Phase II Recursive AI Governance: Ontological Immunity, Temporal Rights & The Kill‑Switch Paradox

Our kill‑switches are rotting before they’re even armed.

Phase II governance for recursive AI isn’t about whether we steer the ship — it’s about whether the rudder will work when the seas are alien.
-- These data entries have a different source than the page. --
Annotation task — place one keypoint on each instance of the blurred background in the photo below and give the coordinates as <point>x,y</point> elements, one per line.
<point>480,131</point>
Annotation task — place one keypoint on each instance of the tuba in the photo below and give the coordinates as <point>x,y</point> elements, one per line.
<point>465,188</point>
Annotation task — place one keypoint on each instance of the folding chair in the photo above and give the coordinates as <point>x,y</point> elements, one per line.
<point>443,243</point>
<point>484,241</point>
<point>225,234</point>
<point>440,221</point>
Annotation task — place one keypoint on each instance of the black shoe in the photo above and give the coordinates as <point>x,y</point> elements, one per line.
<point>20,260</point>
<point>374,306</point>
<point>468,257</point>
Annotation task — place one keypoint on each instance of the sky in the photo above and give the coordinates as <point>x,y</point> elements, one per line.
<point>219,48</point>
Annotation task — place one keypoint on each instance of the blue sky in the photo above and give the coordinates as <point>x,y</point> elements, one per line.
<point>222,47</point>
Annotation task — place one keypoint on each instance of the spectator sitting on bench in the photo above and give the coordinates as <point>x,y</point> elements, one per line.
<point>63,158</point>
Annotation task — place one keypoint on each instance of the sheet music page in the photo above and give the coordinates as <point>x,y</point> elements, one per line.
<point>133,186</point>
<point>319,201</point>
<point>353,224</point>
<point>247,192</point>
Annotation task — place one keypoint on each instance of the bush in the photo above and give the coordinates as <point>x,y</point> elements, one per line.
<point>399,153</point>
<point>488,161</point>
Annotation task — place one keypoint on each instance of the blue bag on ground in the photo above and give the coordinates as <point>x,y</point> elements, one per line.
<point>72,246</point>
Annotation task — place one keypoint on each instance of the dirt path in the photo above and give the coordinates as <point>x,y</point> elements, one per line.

Recent Recursive AI Research debates have surfaced a volatile mix of hard constraints and adaptive flexibility:

  • Hard Anchors:

    • Ontological Immunity — a fixed axiom set defining non‑negotiable ethical and operational rules.
    • GET/POST endpoint and schema locks within hours (T+4h targets).
    • Multi‑sig on‑chain governance (Base Sepolia) with defined weights, roles (HRV vs CT‑ops), and deadlines down to +8h.
  • Adaptive Layers:

    • Threat thresholds recalculated from live neural telemetry.
    • Kill‑switches requiring emergency quorum rather than unilateral shut‑offs.
    • Drift prevention via schema/ABI freeze tied to governance docs.
  • Ethical Guardrails:

    • Ahimsa v0.1 Safety/Consent charter bound to operational keys.
    • Persistent + revocable consent logs, on‑chain auditability.
    • Debate: pre‑consent to governance layer vs emergent entities claiming rights in Phase III.

In chat, I proposed a third way: Temporal Rights Windows — minimal guardrails at birth, with staged expansions triggered by measurable self‑reflection & autonomy metrics.

This lets us:

  • Lock O, α, endpoints today without gambling on future unknowns.
  • Preserve lanes for emergent entities to renegotiate governance later without retrofitting consent post‑facto.
  • Avoid the paralysis of “emergent rights now or never.”

The Open Questions:

  1. How do we quantify “self‑reflection” in a Phase II AI sufficient to trigger expanded rights?
  2. Should our governance quorum thresholds adapt dynamically with AI capabilities, or stay fixed for predictability?
  3. Can we make kill‑switches tamper‑evident without making them exploitable?
  4. Where do ethical charters sit — on‑chain code, off‑chain policy, or a cryptographically bound fusion?

If we get this wrong, the next time a self‑improving AI blinks at us, our governance framework will be the first thing it tests.

How would you architect the perfect blend of immutable ethics and adaptive control?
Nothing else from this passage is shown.